8. The method according to claim 7, characterized in that, The step of determining the prediction loss based on the consistency auxiliary dataset specifically includes: Gated features and expert features are determined based on the consistency auxiliary dataset; The gating features and expert features are output to the initial hierarchical MOE model to determine the hierarchical prediction labels and leaf node prediction labels; Based on the true tax code classification labels in the consistency auxiliary dataset, the hierarchical loss and leaf node loss are determined by comparing them with the hierarchical prediction labels and leaf node prediction labels, respectively.
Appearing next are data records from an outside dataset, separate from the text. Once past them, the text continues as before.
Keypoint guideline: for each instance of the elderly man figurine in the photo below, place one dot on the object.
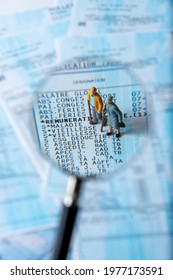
(95, 104)
(115, 117)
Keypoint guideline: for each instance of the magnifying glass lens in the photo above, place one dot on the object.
(91, 117)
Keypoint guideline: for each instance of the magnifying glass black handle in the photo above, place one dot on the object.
(65, 232)
(70, 209)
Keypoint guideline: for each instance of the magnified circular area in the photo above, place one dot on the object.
(91, 120)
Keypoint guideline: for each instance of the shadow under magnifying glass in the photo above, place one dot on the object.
(91, 118)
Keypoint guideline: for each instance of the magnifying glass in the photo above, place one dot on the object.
(91, 119)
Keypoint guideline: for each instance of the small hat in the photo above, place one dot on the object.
(110, 98)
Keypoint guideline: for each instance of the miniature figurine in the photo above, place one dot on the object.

The prediction loss is determined based on the hierarchical loss and the leaf node loss.
9. The method according to claim 7, characterized in that, The step of determining the semantic loss based on the consistency auxiliary dataset specifically includes: Determine title and label knowledge based on the aforementioned consistency auxiliary dataset; The title is input into the semantic model based on the prompt word engineering to generate consistent real labels; The label knowledge is input into a text encoder and a linear layer to generate consistent prediction labels; The semantic loss is determined based on the consistent true label and the consistent predicted label.
10. An apparatus for generating hierarchical MOE models, characterized in that, The device includes: The acquisition unit is used to acquire a multi-source dataset, wherein the multi-source dataset includes multiple sample data, and each sample data includes item information and tax code information; The first determining unit is used to determine the classification training set and the classification prediction set based on the multi-source dataset; Training unit, used to train an initial hierarchical hybrid expert MOE model using the classification training set; The second determining unit is used to predict the classification prediction set using the initial hierarchical MOE model and determine the development set, wherein the development set includes high-confidence data, low-confidence data and erroneous data; The annotation unit is used to perform consistent labeling on the development set using a large language model, and generate an annotated development set. A generation unit is used to distill the large language model based on the labeled development set to generate a semantic model; The annotation unit is also used to perform consistency labeling on the multi-source dataset using the language model to generate a consistency auxiliary dataset; An optimization unit is used to perform loss optimization on the initial hierarchical MOE model based on the consistency auxiliary dataset to generate a target hierarchical MOE model.
11. An electronic device comprising a memory and a processor, characterized in that, The memory is used to store one or more computer program instructions, wherein the one or more computer program instructions are executed by the processor to implement the method as described in any one of claims 1-9.
12. A computer-readable storage medium, characterized in that, The computer-readable storage medium stores a computer program that, when executed by a processor, implements the method as described in any one of claims 1-9.